The economy has entered its eighth recession since 1961, following a shocking contraction in the first quarter. This has upset the economic consensus, suggesting that the economy is in far greater distress than most realised.

Real GDP (measured by production) decreased by 0.7% q/q seasonally adjusted and annualised in the first quarter of 2017, following a decrease of 0.3% in the fourth quarter of last year. (Two consecutive quarters of negative growth means that the economy is in a technical recession.)

In fact, the economy has contracted in four of the previous eight quarters.

"This is among the worst performances recorded anywhere in the emerging world," says Capital Economics’ John Ashbourne, who describes the latest GDP figure as "disastrous".

The consensus expectation was for growth of 1% q/q in the first quarter, with only Rand Merchant Bank having forecast a contraction.

Even more alarming is that the economy is likely to perform worse in the second quarter as the effects of President Jacob Zuma’s cabinet reshuffle, which precipitated SA’s sovereign rating downgrade to junk status, were felt only after the end of March.

Given the close relationship between business confidence and fixed investment, a further retraction in confidence caused by rising political risk is likely to have a negative knock-on effect on the country’s overall growth rate.

In the first quarter, gross fixed investment grew by 1% q/q, bolstered by an almost 8% q/q rise in investment in machinery and equipment.

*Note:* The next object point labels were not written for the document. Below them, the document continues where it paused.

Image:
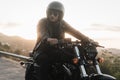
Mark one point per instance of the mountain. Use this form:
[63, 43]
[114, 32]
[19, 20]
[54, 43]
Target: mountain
[17, 43]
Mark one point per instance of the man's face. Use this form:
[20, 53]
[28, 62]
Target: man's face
[53, 15]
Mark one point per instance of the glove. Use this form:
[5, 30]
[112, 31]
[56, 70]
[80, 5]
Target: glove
[93, 42]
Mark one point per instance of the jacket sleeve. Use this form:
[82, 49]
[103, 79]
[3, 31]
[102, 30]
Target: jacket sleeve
[77, 34]
[42, 33]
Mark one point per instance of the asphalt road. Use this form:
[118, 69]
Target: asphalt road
[11, 70]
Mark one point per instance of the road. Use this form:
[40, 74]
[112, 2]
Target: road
[11, 70]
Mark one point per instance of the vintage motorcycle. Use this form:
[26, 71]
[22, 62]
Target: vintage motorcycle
[84, 66]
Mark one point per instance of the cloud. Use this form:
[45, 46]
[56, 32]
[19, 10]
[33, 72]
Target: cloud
[9, 25]
[101, 27]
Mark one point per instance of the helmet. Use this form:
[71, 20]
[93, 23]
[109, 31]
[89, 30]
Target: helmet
[55, 5]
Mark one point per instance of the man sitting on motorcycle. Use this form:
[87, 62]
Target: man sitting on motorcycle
[49, 31]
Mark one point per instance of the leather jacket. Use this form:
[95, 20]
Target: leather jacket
[45, 30]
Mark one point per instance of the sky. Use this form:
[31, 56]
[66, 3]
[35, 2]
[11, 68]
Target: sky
[97, 19]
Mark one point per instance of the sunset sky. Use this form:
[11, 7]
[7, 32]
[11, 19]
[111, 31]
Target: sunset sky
[98, 19]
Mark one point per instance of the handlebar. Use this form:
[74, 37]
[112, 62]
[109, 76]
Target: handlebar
[68, 41]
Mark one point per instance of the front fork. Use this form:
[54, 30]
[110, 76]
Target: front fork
[82, 67]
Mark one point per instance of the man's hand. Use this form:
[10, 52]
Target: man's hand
[93, 42]
[52, 41]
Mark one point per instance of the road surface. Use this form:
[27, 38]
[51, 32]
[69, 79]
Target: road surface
[11, 70]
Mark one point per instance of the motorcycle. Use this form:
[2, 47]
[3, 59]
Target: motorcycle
[84, 66]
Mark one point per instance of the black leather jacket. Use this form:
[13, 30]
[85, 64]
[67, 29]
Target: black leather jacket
[45, 30]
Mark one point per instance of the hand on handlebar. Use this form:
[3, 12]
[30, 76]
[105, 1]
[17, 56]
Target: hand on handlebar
[52, 41]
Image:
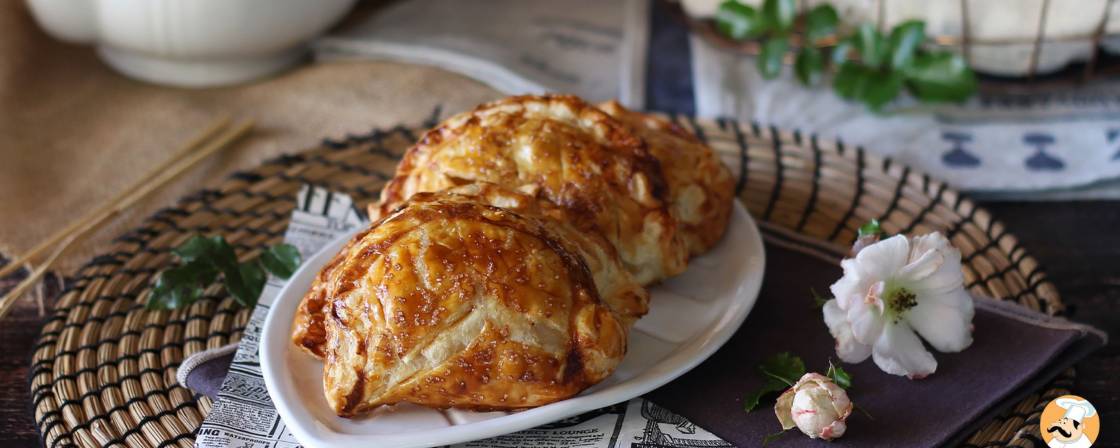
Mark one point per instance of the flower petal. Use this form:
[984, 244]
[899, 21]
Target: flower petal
[920, 269]
[866, 320]
[944, 322]
[783, 408]
[848, 348]
[948, 277]
[899, 352]
[882, 260]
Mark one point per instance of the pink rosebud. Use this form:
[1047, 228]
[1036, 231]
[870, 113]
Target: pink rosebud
[817, 406]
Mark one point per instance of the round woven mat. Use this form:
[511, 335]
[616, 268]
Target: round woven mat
[103, 371]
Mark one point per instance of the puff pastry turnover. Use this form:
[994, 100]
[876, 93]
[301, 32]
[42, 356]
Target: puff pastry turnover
[562, 149]
[700, 186]
[472, 298]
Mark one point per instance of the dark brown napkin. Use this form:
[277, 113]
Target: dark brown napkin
[1015, 352]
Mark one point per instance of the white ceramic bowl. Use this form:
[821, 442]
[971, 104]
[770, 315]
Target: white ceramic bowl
[192, 43]
[690, 317]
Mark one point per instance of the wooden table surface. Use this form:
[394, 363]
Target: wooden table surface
[1079, 244]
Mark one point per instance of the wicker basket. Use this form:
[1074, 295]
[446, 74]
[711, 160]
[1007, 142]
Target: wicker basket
[103, 371]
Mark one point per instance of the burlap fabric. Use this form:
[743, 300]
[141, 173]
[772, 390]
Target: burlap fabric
[75, 132]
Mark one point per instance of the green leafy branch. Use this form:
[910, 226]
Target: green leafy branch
[867, 66]
[205, 258]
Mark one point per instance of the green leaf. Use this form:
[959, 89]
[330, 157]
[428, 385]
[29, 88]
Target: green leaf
[752, 400]
[905, 39]
[246, 285]
[773, 437]
[180, 286]
[940, 76]
[780, 14]
[770, 59]
[871, 227]
[842, 49]
[839, 375]
[809, 66]
[880, 89]
[871, 46]
[821, 21]
[782, 371]
[739, 21]
[784, 366]
[281, 260]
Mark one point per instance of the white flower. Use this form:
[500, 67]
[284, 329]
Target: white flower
[815, 406]
[892, 289]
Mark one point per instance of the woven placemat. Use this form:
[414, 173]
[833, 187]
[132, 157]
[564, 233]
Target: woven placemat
[103, 371]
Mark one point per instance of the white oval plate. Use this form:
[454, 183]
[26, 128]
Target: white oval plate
[690, 317]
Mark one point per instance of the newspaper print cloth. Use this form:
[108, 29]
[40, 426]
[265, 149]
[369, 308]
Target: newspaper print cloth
[591, 48]
[243, 414]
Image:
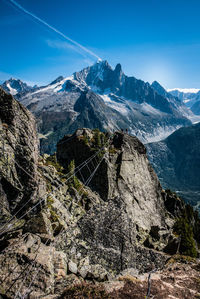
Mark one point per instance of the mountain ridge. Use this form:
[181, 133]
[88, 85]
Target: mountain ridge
[131, 104]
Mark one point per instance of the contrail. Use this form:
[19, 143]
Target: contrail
[54, 29]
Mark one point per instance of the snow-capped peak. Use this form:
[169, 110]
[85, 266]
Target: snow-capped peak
[185, 90]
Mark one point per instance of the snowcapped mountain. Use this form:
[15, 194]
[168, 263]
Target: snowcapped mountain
[176, 161]
[15, 86]
[189, 96]
[102, 97]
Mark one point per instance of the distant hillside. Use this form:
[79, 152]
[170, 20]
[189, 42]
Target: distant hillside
[176, 161]
[102, 97]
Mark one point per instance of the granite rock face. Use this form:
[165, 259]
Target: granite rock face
[66, 231]
[176, 162]
[19, 148]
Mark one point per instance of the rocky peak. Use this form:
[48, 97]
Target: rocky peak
[60, 78]
[19, 148]
[14, 86]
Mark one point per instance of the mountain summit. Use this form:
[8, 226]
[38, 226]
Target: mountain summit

If this turns negative in the second quarter, as expected, it will pull yet another prop out from under the economy.

In the first quarter, only two of the economy’s 10 sectors posted positive quarterly growth — mining (12.8%) and agriculture (22.2%). The eight other sectors either contracted or posted zero growth.

The manufacturing industry is already deep in recession. It contracted by a further 3.7% in the first quarter, its third quarterly contraction in a row.

But the worst-performing sector was trade, catering and accommodation, which plunged by almost 6% q/q. Even financial and business services shrank. These have been among the few reliable pillars of support for the ailing economy.

"This may suggest that high unemployment and stagnant wages are finally dragging down the long-resilient SA consumer sector," says Ashbourne.